The Jogo Game framework splits the game development into some domains. It aims to allow the maximum code reuse possible while making it very easy to write both simple and complex games.
The main domains in Jogo are:
- Application
-
The application domain handles general flow for major states such as "in game", "paused", "main menu".
The idea is that no actual game logic should be represented in the Application domain, so the only events handled here are the "major state change", which are reserved to the SDL_NUMEVENTS - 1 type.
All SDL events (except "major state change") are routed to the currently active controller.
- Controller
-
The controller domain represents the game layout, still in a broad sense. The controller is only responsible to initialize and connect all the component managers, not implement the specific logic. It implements the multi-threading support by initializing each component manager in a specific thread and by joinning all his threads when inactivated and destroying all the threads when it is destroyed.
- Component Manager
-
The component manager implements each dimension of the game, common managers should be: "Model", "View::Screen", "View::Audio", "KeyBindings". The component manager is the registry for active components and is also the owner of that thread's queue, firing events when objects are initialized and destroyed as well as routing events to the individual components. It also defines the connections between components be them from this same manager or with other managers.
The component manager also implements the logic for the specific loop for that manager. A "Model" manager would probably implement a time-oriented loop, while a "View::Screen" manager would only respond to events in a way that if no change happens to the model objects, there is no need to redraw the screen, while calling the "render" methods and the "update_rects" or "flip" on the surface.
- Component
-
The component implements the actual logic, be it a model or a view. It usually implements the observer pattern to react to other components. If a game has a moving ball, it will probably have a "MovingBall" model component that fires events to a "Sprite" view component.
The game application needs to extend "Jogo", the Jogo framework uses Class::XSAccessor for speed, and it might be a good idea to use that in your game as well.
The role of the application is managing the major game states, that way, the actual application needs to declare its state flow. This is done via a hash of hashes returned by the "state_map" routine.
Since the state_map structure is static through the entire game, it might be a good idea to return it with:
use constant state_map => { ... }
Since it will then declare a routine that returns the same hashref all the time. Constants work as methods as well, so this is no different then actually implementing a subroutine.

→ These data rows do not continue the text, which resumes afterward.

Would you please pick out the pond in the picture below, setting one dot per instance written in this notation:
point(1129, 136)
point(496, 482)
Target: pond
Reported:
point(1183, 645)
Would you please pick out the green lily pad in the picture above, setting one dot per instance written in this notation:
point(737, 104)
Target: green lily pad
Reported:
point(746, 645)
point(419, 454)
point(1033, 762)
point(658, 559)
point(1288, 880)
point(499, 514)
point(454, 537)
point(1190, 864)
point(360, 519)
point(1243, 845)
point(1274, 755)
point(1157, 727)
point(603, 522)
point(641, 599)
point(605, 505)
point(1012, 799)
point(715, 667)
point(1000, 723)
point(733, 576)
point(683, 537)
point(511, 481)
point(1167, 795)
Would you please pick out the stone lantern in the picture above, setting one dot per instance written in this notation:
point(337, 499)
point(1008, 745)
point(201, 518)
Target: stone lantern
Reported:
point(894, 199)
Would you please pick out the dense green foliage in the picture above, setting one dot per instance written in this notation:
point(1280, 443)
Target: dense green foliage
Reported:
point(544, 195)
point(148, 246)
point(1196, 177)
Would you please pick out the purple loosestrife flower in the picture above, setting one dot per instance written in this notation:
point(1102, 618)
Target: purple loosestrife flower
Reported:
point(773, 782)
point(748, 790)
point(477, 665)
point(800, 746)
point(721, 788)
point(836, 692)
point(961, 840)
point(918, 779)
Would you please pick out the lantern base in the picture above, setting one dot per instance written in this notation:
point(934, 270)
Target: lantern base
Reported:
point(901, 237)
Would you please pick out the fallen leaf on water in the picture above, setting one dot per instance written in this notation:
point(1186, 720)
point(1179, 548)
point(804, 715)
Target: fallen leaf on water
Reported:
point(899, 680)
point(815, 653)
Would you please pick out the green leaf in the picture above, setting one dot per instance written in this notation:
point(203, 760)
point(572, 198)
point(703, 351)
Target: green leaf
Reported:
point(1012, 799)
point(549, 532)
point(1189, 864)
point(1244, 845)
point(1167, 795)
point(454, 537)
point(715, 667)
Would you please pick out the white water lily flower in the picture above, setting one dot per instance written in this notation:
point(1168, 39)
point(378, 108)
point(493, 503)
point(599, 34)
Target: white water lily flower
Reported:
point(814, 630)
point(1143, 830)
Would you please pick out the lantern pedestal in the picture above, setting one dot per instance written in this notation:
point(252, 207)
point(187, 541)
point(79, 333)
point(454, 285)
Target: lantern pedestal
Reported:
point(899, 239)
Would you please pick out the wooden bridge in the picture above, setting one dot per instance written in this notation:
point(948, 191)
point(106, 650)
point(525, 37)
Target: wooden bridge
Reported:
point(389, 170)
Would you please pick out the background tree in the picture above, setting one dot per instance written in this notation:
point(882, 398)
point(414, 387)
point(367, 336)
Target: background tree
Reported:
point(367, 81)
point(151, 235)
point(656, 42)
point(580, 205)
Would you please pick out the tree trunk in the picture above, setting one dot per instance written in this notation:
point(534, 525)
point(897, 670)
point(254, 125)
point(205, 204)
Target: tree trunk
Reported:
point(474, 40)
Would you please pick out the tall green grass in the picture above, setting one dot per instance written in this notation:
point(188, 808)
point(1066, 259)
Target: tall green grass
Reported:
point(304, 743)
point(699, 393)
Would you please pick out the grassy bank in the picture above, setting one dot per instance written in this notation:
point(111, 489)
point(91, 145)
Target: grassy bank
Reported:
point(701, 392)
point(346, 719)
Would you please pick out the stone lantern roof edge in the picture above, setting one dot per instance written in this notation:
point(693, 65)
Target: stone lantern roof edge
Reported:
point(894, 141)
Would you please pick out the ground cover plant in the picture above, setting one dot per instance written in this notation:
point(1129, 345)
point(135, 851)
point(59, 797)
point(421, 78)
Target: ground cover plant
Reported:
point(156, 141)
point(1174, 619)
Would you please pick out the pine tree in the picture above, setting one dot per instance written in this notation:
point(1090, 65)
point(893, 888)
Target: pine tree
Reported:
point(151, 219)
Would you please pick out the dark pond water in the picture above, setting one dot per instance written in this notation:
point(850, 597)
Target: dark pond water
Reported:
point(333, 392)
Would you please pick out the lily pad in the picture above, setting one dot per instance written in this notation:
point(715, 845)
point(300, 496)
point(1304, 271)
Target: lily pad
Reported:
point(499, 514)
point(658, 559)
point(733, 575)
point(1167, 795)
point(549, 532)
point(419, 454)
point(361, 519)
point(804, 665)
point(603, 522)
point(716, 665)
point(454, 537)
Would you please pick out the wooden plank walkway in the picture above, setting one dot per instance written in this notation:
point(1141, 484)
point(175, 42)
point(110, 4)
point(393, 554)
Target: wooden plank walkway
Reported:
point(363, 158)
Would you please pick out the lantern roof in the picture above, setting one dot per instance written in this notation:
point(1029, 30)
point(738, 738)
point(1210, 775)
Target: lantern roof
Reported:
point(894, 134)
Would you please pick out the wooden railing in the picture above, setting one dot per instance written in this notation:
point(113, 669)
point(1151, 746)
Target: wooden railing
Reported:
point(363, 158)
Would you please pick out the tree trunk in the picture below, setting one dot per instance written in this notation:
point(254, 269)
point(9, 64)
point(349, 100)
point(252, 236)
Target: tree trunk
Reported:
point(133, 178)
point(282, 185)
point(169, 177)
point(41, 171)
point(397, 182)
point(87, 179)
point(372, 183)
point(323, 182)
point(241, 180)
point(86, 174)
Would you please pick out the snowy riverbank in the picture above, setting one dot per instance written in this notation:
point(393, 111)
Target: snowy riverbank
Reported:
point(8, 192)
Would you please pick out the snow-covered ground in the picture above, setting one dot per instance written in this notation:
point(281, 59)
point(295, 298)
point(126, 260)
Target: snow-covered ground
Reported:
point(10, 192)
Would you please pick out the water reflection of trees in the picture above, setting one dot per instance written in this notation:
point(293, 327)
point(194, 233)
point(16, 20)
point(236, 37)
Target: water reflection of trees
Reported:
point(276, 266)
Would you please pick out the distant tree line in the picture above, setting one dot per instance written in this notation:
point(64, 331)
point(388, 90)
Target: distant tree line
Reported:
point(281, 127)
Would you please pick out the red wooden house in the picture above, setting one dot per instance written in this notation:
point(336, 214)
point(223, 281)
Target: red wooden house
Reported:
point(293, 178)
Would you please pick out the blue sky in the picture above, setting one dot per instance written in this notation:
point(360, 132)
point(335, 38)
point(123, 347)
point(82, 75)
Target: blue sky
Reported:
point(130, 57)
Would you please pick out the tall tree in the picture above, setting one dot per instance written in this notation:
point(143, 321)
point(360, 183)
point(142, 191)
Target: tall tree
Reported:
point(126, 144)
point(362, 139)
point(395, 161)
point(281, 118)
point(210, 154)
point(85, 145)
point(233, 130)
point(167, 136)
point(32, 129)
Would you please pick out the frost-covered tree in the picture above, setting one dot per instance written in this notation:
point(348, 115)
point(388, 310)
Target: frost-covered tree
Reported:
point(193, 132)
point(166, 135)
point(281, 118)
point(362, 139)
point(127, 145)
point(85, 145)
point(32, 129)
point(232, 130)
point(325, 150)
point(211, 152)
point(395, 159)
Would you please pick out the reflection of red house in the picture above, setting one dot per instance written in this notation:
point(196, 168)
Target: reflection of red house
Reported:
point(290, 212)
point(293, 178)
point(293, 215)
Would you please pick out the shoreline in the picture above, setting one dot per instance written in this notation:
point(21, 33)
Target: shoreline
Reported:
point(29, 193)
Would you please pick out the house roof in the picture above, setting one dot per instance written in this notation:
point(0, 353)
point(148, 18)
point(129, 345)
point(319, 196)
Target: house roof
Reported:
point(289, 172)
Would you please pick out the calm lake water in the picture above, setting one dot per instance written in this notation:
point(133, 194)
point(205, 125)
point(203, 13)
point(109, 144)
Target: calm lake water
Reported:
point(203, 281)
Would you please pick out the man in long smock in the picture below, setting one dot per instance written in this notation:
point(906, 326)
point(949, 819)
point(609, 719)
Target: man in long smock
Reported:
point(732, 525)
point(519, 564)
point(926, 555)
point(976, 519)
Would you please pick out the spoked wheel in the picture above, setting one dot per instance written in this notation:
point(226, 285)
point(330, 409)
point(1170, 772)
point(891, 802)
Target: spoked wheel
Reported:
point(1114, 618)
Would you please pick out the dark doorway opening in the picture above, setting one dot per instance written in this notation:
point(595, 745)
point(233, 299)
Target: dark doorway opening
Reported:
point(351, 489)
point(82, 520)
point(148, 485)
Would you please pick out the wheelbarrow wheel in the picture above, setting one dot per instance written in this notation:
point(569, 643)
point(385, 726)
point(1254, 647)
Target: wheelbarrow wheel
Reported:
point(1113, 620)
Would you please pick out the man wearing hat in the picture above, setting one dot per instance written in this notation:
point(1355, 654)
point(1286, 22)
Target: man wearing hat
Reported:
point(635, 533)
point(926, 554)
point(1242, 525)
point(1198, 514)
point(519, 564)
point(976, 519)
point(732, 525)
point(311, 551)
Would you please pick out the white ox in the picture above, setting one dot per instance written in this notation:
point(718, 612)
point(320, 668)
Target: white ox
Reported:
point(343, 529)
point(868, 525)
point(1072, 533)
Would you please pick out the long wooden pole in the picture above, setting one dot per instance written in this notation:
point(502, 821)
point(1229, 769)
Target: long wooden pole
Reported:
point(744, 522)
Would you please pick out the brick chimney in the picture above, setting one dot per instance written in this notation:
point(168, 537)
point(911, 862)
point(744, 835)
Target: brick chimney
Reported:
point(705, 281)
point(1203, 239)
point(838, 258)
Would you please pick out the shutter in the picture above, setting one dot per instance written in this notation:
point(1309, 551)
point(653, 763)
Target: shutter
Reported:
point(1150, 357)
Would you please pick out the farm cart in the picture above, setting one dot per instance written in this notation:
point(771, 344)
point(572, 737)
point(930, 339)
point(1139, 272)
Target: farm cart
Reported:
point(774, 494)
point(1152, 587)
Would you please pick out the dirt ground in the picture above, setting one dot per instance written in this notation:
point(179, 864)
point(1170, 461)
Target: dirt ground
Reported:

In the first level of the hash, the keys represent each of the game states. There are two special game states "start" and "end". The game will automatically transition to the start state at the beggining, and will exit the run loop in the "end" state. So it is required to declare a "start" state and it is useless to declare an "end" state.
The second level of the hash has the following keys:
- controller
-
This describes the name of the controller class to be used in this state. By default, the name will be composed as the name of the current class concatenated with '::Controller::' as prefix to that name, meaning that if you declare "Intro" as a controller in your "Test" application, it will look for "Test::Controller::Intro". If the name starts with a "+", it will be used as a fully qualified class name instead.
- transitions
-
This describes the transitions available in this state, meaning to which states the game can go from this state. The transitions is a hash whose keys represent the transition names. The value of that hash can be either a string representing the next state or a coderef to be called when that transition is requested.
The application initialization process happens in a few steps. When you first instantiates it it does no proper initialization. The idea is that you should be able to do custom processing after you have the game object.
Once you're ready, you can call "setup", which is composed of the following steps:
- setup_controllers
-
This method will evaluate if the defined controllers can be loaded and do any require calls.
- setup_settings
-
Any configuration is processed at this point.
- setup_main_surface
-
This is where the actual screen is initialized.
Once the setup is completed, you can call "run", which will transition the game to the "start" state and start the SDL loop.
The Jogo framework is designed to work multi-threaded, that way, the main loop won't have any time-oriented interruptions, the only thing that will generate new iterations in the main loop is SDL events.
The only event that is handled by the main loop is the Jogo::EVENT_MAJOR_STATE_CHANGE type of event, which is reserved as SDL_NUMEVENTS - 1 (the last SDL user event type). Every other event is directly delegated to the currently active controller.
In order to request a major state change, you can use the request_transition method in the actual application, which will enqueue a new SDL event asking for that transition. The idea of inserting that event in the regular SDL queue is to offer fair support for multi-threading. So any thread can request a major state change.
When the transition is declared as a code ref, the framework won't do any change at all, it will just invoke that code. So the code should do the transition itself. There are two attributes of the application that are relevant here, one is "state", which stores the current state name and "active" which stores the currently active controller.
There is a helper method called "transit_to" which will look for the name of the target state, gather and resolve the name of the controller and initialize it, using any additional argument in the "new" call. It then sets the name of the state and the active controller.
There is no strong type checking in the application, so the only requirement made by the application is that the controller support "new", "activate", "handle_event" and "deactivate". When the game transits to a new state it will call "new" on the controller of the target state, call "deactivate" in the controller being decomissioned and "activate" in the new controller object, it will also call "handle_event" for all SDL events (except major state changes).